1 Milyon olduk! Hepinize çok teşekkür ederim.♡

-KESİT-

"Hadi, kalk geri zekalı!" Kafamdaki galoşu çıkarırken yanaklarımdan çeneme doğru birkaç ılık gözyaşı damlası düştü. "Bak, senin için saçlarımı saldım. Yine sarıl bana. Kokla saçlarımı, yine kızayım ben sana."

Rüzgar konuşmuyordu. Vücudunun üzerinde renkli renkli birkaç alet vardı, yanındaki büyük makinede yeşil çizgiler hareket ediyordu ve işaret parmağına kıskaç şeklinde bir şey bağlanmıştı. Canını acıtıyor muydu onlar?

Yatağın kenarına düşmüş elini alıp avuçlarımın içine hapsettim. Bir gözyaşı damlası daha çenemden düşerken ellerimizin arasına karışmasını izledim.

Oda sadece yeşil çizgilerin sesleriyle yankılanıyordu. Rüzgar'ın elini alıp öptükten sonra yeniden avuçlarıma hapsettim.

"Söz veriyorum bir daha canının yanmasına izin vermeyeceğim. Sadece senin kızın olacağım. Seni bir daha üzmeyeceğim," Avuçlarımın arasındaki eli kıpırdayınca gözlerim iri iri oldu, bu yüzden de gözyaşlarım daha hızlı döküldü. "Uyandı!" Sessizce haykırışım sonunda yatağın kenarına çöküp kafamı kafasının yanına yasladım. "Beni duyuyor musun?"

Bu kadar halsizken konuşamazdı. Omzundaki dövmesinden öptükten sonra gülümsedim.

"Beni duyuyorsan elini oynat, Rüzgar."

Birkaç saniye gözlerimi bile kırpmadan sadece ellerimize baktım.

Avucumun içinde daire çizmeye çalışan bir parmak hissedince gıdıklanmanın yanı sıra kalbimi ferahlatan bir hisle güldüm.

"Beni duyuyorsun," Elini yanağıma yasladıktan sonra çekip tek tek parmaklarını öptüm, işaret parmağının üzerindeki şimşek dövmesini de. "O sözlerim için özür dilerim. Umutlandırışın ve sonrasında da beni yerine koyduğun o kızlar-"

Rüzgar öksürmeye başladığında sözlerimi yarıda kestim.

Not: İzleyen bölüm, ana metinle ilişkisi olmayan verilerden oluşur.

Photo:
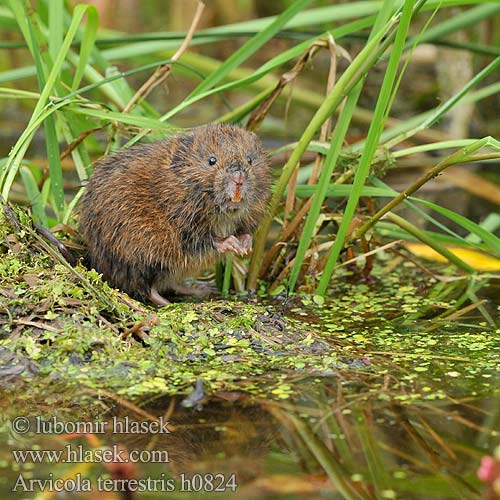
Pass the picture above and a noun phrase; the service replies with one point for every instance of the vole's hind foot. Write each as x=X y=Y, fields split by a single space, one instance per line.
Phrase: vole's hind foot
x=156 y=298
x=200 y=290
x=240 y=245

Elimi mümkünmüş gibi biraz daha sıktı.

"Sakın..." Öksürükleri oksijen maskesini buğulandırırken yeşil maskenin yanından geçen küçük bir gözyaşı damlası gördüm. "Sakın... Deme öyle."

Ben de elini daha da sıktım.

"Çünkü... Sen solumsun." Bu boğuk boğuk çıkan sesini özlemiştim, canıma can katıyordu. "Çünkü... O eller değil bu eller benim."

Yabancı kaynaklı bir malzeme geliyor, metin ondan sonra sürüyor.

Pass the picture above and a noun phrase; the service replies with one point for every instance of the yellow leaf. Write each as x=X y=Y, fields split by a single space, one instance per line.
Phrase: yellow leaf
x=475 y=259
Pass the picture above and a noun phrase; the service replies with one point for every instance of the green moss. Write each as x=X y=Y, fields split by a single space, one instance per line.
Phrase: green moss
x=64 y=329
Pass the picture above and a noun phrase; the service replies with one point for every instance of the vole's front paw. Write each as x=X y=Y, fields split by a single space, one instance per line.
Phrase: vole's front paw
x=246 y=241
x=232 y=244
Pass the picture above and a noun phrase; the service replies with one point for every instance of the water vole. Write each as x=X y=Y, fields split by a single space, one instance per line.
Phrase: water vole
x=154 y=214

Elini kendine doğru yavaş yavaş çekince benim de ellerim otomatikmen ileri doğru gitti. Rüzgar diğer eliyle yüzünü buruşturarak maskesini çıkardığında "Canını acıtma," diye mırıldandım.

Gözlerime baktıktan sonra iki eliyle ellerimi tuttu ve avuç içlerimi tek tek öptü.

"Çünkü... Bu gül kokan avuçlar benim." Yutkunduktan sonra gözyaşlarımı serbest bıraktım. "Çünkü... Sen her şeyinle benimsin."